The red wines Chianti, Barolo, Montepulciano d'Abruzzo and also Pinot Noir – depending on where its grown – are high-acid red wines. All grapes, red and white, grown in cool climates are significantly higher in acid than grapes grown in warmer climates where grapes fully ripen because acidity levels decrease while sweetness increases during ripening.

New Zealand Sauvignon Blanc, Champagne, German Riesling, Provencial roséand Pinot Grigio are all high-acid white wines. Generally, European wine, red and white, are higher in acid and more food friendly than those made outside of Europe. That said, European wine is increasingly being tailored to New World (North American) palates which translates to more full-bodied wines with higher alcohol and ripe fruit.

Acid likes acid. Acidic wine pairs extremely well with acidic food. Examples of high acid foods are olives, pickled food, vinaigrette dressings, vinegar (white and balsamic), mustard, salsa and sauerkraut. Acidity should not dominate each bite of food or sip of wine but showcase the complexity and flavors of both the wine and food.
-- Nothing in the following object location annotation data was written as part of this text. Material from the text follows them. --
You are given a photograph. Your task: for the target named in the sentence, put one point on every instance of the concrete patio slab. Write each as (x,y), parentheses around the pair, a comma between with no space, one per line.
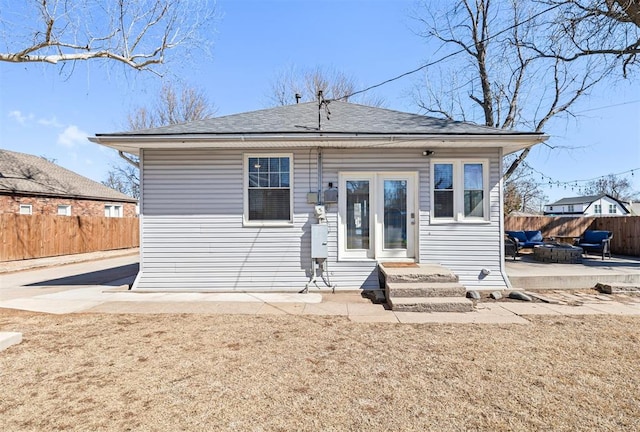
(388,317)
(529,309)
(52,306)
(493,308)
(281,309)
(615,308)
(326,308)
(526,273)
(8,339)
(575,310)
(365,309)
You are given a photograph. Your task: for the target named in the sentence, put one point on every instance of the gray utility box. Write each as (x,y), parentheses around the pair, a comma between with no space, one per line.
(319,240)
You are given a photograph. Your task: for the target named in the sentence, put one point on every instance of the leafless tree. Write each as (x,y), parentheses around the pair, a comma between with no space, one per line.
(493,74)
(616,186)
(306,83)
(124,178)
(137,33)
(595,28)
(172,107)
(523,192)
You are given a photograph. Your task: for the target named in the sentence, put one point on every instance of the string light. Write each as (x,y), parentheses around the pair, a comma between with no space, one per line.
(573,184)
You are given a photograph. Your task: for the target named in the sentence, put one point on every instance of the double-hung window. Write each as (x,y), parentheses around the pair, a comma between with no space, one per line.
(459,190)
(268,197)
(64,210)
(25,208)
(111,210)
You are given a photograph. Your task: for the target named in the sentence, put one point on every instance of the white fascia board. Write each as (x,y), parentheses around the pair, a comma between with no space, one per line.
(132,144)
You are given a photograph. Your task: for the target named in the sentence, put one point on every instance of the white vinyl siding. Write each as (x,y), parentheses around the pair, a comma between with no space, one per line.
(194,236)
(466,248)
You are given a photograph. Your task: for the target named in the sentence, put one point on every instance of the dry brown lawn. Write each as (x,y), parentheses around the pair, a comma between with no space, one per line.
(95,372)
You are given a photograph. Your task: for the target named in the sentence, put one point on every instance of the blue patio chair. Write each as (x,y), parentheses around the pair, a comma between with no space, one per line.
(596,241)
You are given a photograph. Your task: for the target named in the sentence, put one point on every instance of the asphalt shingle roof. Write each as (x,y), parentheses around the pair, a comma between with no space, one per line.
(33,175)
(344,118)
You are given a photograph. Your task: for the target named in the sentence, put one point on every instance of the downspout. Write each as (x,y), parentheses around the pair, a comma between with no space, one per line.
(503,269)
(319,164)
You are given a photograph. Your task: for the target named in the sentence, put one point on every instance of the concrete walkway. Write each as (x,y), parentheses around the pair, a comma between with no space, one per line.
(100,286)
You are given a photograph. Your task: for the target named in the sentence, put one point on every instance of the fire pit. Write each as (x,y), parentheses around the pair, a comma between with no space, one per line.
(558,253)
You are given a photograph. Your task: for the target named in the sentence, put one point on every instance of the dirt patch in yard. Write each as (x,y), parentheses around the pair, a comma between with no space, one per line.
(283,373)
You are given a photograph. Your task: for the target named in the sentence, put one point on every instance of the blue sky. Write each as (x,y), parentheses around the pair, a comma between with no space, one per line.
(46,110)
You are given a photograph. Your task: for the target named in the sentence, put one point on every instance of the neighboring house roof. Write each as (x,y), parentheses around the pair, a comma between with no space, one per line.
(587,200)
(25,174)
(333,124)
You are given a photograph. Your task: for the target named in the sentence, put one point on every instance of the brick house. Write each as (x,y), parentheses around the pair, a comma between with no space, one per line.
(32,185)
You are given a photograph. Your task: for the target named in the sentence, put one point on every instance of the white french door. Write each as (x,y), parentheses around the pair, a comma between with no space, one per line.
(377,215)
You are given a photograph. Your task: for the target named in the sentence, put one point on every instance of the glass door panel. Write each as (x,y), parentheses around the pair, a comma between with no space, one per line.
(358,201)
(395,214)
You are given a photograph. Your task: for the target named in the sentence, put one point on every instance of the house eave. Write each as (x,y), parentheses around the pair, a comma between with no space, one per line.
(132,144)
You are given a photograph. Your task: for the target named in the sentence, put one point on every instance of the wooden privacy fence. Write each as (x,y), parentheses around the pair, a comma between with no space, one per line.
(38,236)
(625,229)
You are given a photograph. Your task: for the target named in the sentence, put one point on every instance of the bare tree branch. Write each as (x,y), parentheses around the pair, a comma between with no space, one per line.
(136,33)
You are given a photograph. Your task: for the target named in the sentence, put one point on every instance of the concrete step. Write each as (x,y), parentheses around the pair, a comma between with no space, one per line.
(421,273)
(430,304)
(424,289)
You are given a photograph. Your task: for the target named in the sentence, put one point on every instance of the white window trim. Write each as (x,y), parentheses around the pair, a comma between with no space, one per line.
(458,192)
(112,207)
(245,191)
(67,209)
(25,206)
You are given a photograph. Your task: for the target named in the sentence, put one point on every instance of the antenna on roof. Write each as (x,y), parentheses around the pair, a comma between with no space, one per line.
(322,102)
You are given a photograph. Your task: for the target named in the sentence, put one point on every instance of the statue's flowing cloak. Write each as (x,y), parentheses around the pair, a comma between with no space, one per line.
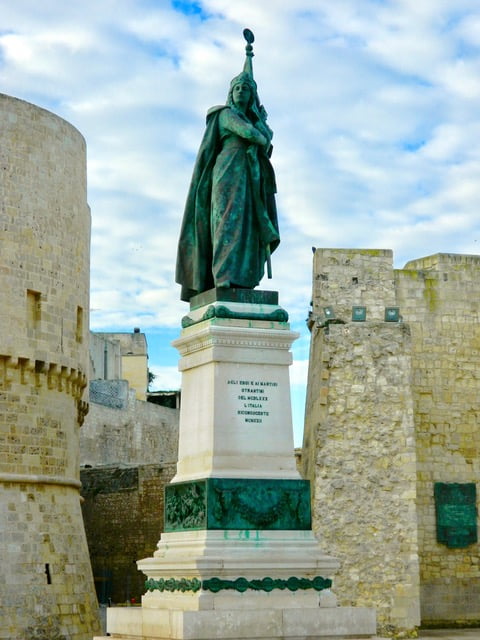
(220,233)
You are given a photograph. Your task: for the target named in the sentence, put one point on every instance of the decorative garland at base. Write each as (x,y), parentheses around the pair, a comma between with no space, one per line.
(240,584)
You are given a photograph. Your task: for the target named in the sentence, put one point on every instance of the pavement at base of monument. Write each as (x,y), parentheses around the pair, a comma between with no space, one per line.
(444,634)
(449,634)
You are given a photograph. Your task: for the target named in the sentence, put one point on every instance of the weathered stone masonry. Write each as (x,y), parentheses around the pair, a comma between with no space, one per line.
(46,582)
(393,408)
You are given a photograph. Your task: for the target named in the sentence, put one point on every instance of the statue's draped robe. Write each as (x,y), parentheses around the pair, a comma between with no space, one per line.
(230,218)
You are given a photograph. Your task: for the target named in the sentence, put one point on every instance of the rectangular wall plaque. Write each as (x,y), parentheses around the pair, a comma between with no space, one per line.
(456,514)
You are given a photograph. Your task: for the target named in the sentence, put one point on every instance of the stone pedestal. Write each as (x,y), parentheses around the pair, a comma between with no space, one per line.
(238,558)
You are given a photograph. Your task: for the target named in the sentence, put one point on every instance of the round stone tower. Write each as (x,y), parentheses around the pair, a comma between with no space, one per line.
(46,584)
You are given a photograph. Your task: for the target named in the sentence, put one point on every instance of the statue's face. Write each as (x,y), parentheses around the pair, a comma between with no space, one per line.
(241,94)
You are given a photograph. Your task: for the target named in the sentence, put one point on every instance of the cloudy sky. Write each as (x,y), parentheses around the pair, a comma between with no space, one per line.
(375,105)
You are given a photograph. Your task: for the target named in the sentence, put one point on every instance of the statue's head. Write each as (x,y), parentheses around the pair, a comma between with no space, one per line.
(242,78)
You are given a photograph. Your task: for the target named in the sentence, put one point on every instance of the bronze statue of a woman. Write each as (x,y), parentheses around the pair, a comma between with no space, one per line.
(230,225)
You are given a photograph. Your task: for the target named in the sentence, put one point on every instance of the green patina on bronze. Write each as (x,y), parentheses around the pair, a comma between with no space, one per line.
(239,584)
(185,506)
(220,311)
(245,504)
(456,514)
(219,294)
(230,226)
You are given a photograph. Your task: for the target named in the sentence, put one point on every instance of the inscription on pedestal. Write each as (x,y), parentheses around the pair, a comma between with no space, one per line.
(253,399)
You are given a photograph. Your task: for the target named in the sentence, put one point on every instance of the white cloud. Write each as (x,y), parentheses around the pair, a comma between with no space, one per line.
(375,108)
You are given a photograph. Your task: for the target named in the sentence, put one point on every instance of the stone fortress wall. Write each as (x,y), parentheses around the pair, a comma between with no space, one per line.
(439,297)
(392,409)
(128,453)
(46,581)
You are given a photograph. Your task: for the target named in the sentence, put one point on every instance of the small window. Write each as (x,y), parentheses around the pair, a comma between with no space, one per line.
(34,309)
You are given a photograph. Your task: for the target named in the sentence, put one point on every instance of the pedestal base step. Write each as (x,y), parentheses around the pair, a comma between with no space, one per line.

Acidic wines also enhance rich and fatty food, such as a creamy, white pasta sauce, as acidity cuts through the richness of the dish while also refreshing the palate. Acidity also influences earthy, meaty flavors common to food. 

Spicy and hot dishes are complimented by acidic wines, as are Thai and Chinese foods. My preference is to serve a slightly sweet Riesling or an off-dry Alsatian Gewurztraminer, which not only enhances the food with its fruity and floral tones but also tempers heat.

Balance is key and, thankfully, simpler to achieve with wine and food than politics.